Черная масса была уже близко. Прореживалась от летящих навстречу стрел, но затягивала прорехи сама собой, как смыкается черная вода над брошенным в нее камнем. Уверенной поступью шагали ноги гахов, обмотанные поверх грубой ткани и сапог ремнями. Подрагивали щиты, прикрывающие грудь. Работали руки, беспрерывно выдергивая из висящих на поясе тулов стрелы и пуская их во врага. Скалились острые зубы под закрывающими глаза шлемами. И несся над рядами вой, невыносимый вой. Услышат ли крик Лауруса воины?
– Смертный ужас, – прошептал молодой атер рядом с Лаурусом. – Это правда, что они проснулись только что, а уснули при Лучезарном? Выходит, это его воины? Воины Лучезарного? Ну и пакость!
– Ты не видел камнеедов в Сухоте, – шевельнул рядом усами ветеран. – Вот то – пакость. А это мусор. Его просто много.
Сто шагов, восемьдесят, семьдесят. Миг, и луки исчезли, вместо них сверкнули короткие копья.
– Колья! – во всю глотку заорал Лаурус, и схватка началась.
Он ждал этой минуты. Не знал о том, что она должна наступить раньше, но теперь ждал. Прежде Лаурусу казалось, что битва подобна учебным схваткам или фехтованию с его наставником Йором, когда усталость и боль постепенно обращаются в умение и стойкость. Что такое настоящая битва? То же самое, только чуть быстрее, чуть опаснее, чуть больнее. Иногда – до смерти. Но когда он оказался на том мосту у Аштарака, когда впервые ввязался в схватку, в которой ему пришлось убивать и стараться не быть убитым самому, настала та минута, о существовании которой он не подозревал. Та самая минута, после которой, если ты ее пережил, все меняется – время летит так быстро, что ты не успеваешь его замечать, но при этом каждая секунда растягивается на минуты. Страх исчезает, и вместо него появляется что-то вроде звериного чутья, звериной ярости и звериной ловкости. Именно тогда, в Аштараке, точнее, на следующий день, утром Лаурус вспомнил, что уже испытывал подобное. Во дворах Ардууса. Когда против него, ненавистного вельможного отпрыска, вставали мальчишки из простых ремесленных семей и вынуждали биться в кровь. Или когда против него, рожденного сестрой короля от безродного стражника, вставали мальчишки из вельможных семей и заставляли биться в кровь. Ужас сковывал колени. Руки дрожали. Все кружилось вокруг. А потом приходила та самая минута, когда уже ничто не значило – ни количество противников, ни их сила, ни неизбежность боли. Все исчезало. Оставался только он сам и мир вокруг него, который подчинялся его воле. Наклонялся, когда его нужно было наклонить, переворачивался по его желанию, складывался и рвался на куски.

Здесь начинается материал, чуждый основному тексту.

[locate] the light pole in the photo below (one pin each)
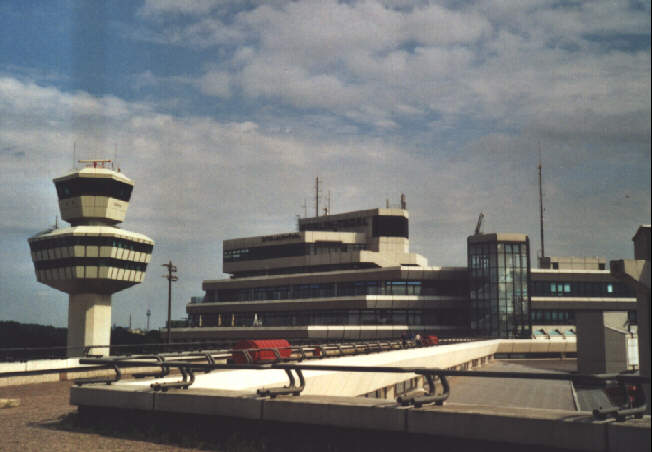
(170, 277)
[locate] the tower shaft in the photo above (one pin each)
(89, 324)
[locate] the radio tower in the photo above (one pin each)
(543, 248)
(91, 259)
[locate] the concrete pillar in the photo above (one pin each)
(89, 323)
(636, 273)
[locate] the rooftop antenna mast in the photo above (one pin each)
(317, 196)
(543, 249)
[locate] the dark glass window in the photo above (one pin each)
(58, 242)
(91, 186)
(390, 226)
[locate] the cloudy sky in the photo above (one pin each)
(223, 113)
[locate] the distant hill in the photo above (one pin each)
(29, 335)
(14, 334)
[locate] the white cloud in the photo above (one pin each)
(379, 63)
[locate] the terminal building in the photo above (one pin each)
(352, 276)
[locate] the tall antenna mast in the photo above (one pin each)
(329, 202)
(543, 249)
(317, 196)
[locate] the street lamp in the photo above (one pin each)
(170, 277)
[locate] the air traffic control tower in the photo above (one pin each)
(93, 258)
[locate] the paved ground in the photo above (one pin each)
(548, 394)
(45, 421)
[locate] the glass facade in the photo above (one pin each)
(498, 287)
(602, 289)
(340, 289)
(412, 317)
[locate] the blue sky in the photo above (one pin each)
(223, 113)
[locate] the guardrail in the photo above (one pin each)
(22, 354)
(432, 376)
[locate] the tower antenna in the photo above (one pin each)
(317, 196)
(543, 249)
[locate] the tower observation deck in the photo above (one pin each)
(93, 258)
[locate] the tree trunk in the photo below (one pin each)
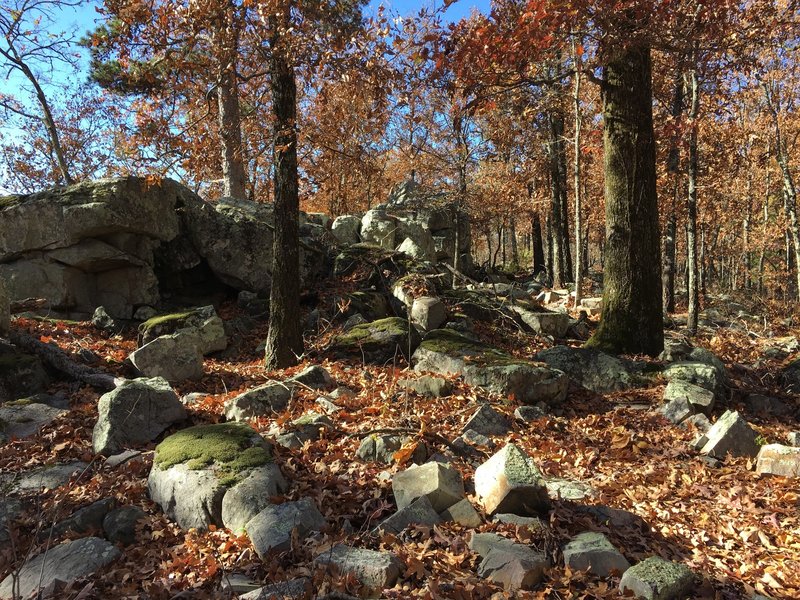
(691, 205)
(632, 318)
(284, 339)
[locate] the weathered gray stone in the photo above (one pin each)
(346, 229)
(447, 352)
(592, 369)
(658, 579)
(428, 313)
(487, 421)
(427, 385)
(271, 529)
(419, 512)
(730, 434)
(700, 400)
(119, 524)
(515, 567)
(592, 550)
(509, 482)
(250, 496)
(463, 513)
(136, 412)
(260, 401)
(66, 562)
(776, 459)
(441, 483)
(374, 570)
(174, 357)
(21, 419)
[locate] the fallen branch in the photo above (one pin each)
(55, 358)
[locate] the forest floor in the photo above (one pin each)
(738, 530)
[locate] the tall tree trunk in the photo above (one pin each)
(632, 318)
(539, 265)
(691, 205)
(576, 170)
(284, 339)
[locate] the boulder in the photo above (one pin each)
(261, 401)
(592, 550)
(448, 352)
(379, 228)
(428, 313)
(135, 413)
(176, 357)
(509, 482)
(195, 468)
(119, 524)
(66, 563)
(272, 529)
(699, 399)
(658, 579)
(5, 309)
(593, 369)
(440, 483)
(346, 229)
(374, 570)
(419, 512)
(378, 342)
(730, 435)
(487, 421)
(21, 375)
(776, 459)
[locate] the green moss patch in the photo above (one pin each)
(230, 448)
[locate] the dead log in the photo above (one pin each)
(55, 358)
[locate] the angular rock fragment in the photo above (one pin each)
(509, 482)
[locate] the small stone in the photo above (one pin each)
(592, 550)
(658, 579)
(272, 528)
(374, 570)
(730, 434)
(463, 513)
(419, 512)
(776, 459)
(441, 483)
(488, 421)
(509, 482)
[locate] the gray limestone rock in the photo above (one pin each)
(592, 550)
(66, 562)
(509, 482)
(658, 579)
(271, 529)
(441, 483)
(134, 413)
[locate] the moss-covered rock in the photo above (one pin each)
(448, 352)
(379, 341)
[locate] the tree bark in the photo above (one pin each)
(632, 318)
(284, 340)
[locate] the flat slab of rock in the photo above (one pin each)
(658, 579)
(592, 369)
(440, 483)
(592, 550)
(374, 570)
(136, 412)
(509, 482)
(272, 528)
(66, 562)
(447, 352)
(731, 434)
(777, 459)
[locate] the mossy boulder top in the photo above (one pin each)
(448, 352)
(220, 474)
(379, 341)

– Не думай, – повторял его наставник Йор. – Дыши. Просто дыши. И слушай сам себя.
– Тогда зачем я учу эти движения? – не понимал Лаурус. – Я ведь могу дышать и без них?
– Можешь, – отвечал Йор. – Но движения – как слова. Ты разве думаешь, какие слова подобрать, когда говоришь? Ты выражаешь мысль, не думая о том, как ты ее выражаешь. Слова сами приходят к тебе на язык. Так же должны приходить и движения. Поэтому ты их учишь. А теперь скажи, как ты сможешь сказать больше, зная десять слов или десять тысяч слов?